I can sense that any Black readers who have read thus far are rolling their eyes at another essay on racial justice from another well-meaning white person. Those essays have inundated both social and mainstream media lately.
As Catholics we get heartfelt statements from bishops, some of which—such as the statement from Bishop Mark Seitz of the Diocese of El Paso, Texas, supplemented with an important symbolic photo of the bishop taking a knee for Black Lives Matter—offer courage. Other statements seem, at best, wishy-washy, not heartfelt, overly concerned that a big chunk of churchgoing Catholics comprise the political base of the most race-baiting president ever in an era aggravated by Twitter. They are written as if they have no children involved. And they don’t.

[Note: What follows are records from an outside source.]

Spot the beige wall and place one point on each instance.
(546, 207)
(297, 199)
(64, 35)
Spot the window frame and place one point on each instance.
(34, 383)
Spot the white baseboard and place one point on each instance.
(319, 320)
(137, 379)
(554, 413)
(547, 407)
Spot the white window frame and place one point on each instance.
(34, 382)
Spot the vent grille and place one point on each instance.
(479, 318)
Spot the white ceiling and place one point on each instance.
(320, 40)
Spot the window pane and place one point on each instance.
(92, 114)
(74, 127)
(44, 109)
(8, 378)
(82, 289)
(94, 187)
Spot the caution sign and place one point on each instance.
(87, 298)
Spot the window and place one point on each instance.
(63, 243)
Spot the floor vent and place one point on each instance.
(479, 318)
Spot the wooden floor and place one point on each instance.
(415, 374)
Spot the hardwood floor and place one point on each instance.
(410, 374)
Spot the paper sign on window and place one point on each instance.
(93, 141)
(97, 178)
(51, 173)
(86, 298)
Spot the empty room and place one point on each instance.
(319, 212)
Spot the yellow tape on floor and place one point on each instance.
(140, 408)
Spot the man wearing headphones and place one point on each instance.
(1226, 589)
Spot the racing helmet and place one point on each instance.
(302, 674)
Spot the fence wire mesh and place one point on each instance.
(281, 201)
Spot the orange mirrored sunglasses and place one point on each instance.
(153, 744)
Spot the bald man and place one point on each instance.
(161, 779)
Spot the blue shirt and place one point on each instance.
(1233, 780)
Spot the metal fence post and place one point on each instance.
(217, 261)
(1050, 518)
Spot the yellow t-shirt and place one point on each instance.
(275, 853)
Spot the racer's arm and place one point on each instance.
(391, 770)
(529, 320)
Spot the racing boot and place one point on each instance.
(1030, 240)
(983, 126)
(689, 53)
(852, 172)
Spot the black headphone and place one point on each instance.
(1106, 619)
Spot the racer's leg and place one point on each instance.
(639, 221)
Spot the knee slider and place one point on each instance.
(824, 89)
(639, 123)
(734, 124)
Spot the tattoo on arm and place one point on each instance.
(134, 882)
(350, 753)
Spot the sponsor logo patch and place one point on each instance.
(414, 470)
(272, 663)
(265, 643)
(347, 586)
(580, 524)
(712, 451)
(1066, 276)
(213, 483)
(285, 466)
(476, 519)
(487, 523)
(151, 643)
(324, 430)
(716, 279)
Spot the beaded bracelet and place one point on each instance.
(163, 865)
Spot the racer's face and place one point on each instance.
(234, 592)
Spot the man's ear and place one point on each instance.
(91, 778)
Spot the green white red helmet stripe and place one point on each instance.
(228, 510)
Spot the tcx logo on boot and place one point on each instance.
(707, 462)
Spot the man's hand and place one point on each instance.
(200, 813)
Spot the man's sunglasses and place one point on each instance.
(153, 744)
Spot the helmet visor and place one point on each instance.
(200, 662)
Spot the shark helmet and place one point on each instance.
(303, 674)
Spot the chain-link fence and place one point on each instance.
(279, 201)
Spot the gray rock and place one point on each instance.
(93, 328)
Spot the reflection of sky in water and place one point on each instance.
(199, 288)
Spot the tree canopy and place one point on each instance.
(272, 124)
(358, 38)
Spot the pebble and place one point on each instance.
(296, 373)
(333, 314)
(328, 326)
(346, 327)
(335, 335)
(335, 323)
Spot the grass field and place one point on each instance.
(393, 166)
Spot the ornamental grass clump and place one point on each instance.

To my adult children, the church is too often seen as a bastion of holier-than-thou, anti-gay, anti-feminists at prayer. They remind me that the self-congratulation about the church’s diversity is looked at in an entirely different interpretation by people of color. The church in their eyes is rather white. And they cannot be denied in that regard.
The times they are a-changin’. The streets are filled—often with young white people, sometimes quite militant. My son lives in Portland, Oregon, a city with relatively few Black people but whose streets have been rocked with protests lately, particularly angrier than most. Something is going on in the Northwest in particular that has more to do with the anxiety of young white people than it does with the concerns of a relatively sparse Black population. My son tells me there is something odd in the air there. He doesn’t have a handle on it.
Where will it end? Will the intensity dissipate as activists move on to other concerns? Is this a kind of collective dip into the American Black consciousness, which will then be forgotten soon enough? There will be other issues, for sure, all worthy in their own way. But America’s original sin will not go away without some kind of baptism of fire.
My former wife, the mother of my children, passed away years ago. My children now live as independent adults. My era of racial consciousness has largely passed with changed circumstances. If I don’t want to, I don’t have to worry much about what the country is experiencing regarding race. I can remain among the whitest of white people, a temptation that all of us with lighter hues face as this era of reckoning continues. And that is the root of the problem.